Relation Direct-Instance-Of

Arity: 2
Documentation:
An individual i is an DIRECT-INSTANCE-OF class C if i is an instance-of C and there is no other subclass of C defined in the current ontology of which i is also an instance-of. Such a class C is a `minimal' or `most-specific' parent class for the individual i. The direct class is not necessarily unique; an individual can have several most-specific classes. Note that this relation is indexical -- its truth depends the contents of the current knowledge base rather than the world.

The distinction between INSTANCE-OF and DIRECT-INSTANCE-OF is not the same as the relationship between asserting instance-of directly and having the system infer it. The meanings of both instance-of and direct-instance-of, and every other object-level relation in a knowledge base mean, are independent of whether they are asserted explicitly or inferred.

Cyc makes the distinction between #%instanceOf and #%allInstanceOf. #%allInstanceOf means the same thing as INSTANCE-OF in our ontology. However, #%instanceOf is subtlely different from direct-instance-of. When someone asserts (#%instanceOf i C) to Cyc, it means the same thing as (#%allInstanceOf i C), but Cyc creates a pointer between an instance unit and a collection unit. Later, someone may define a subclass C_sub of C and assert (#%instanceOf i C_sub), and this is consistent with the earlier #%instanceOf assertion.
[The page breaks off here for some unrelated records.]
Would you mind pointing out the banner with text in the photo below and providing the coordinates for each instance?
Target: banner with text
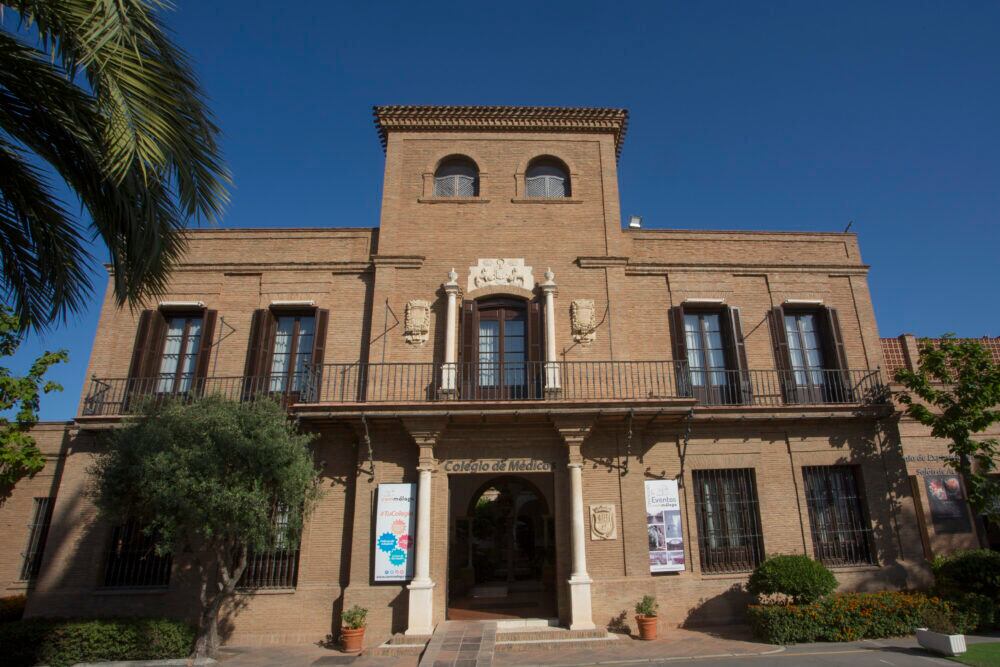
(663, 523)
(395, 528)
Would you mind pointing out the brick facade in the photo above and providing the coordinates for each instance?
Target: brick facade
(365, 277)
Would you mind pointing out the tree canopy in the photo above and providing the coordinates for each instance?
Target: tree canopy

Direct-instance-of is useful for maintaining a class hierarchy in a modular, canonical form. It is defined here because some systems maintain direct-instance-of and some applications depend on this.

Notes:

  • Some frame-oriented systems organize instance/class relationships in a way that takes advantage of the direct-instance-of information. Loom, for instance, runs a classifier procedure that determines the direct-instance-of relationship, given some instance-of assertions and knowledge about the subclass-of relationships among existing terms.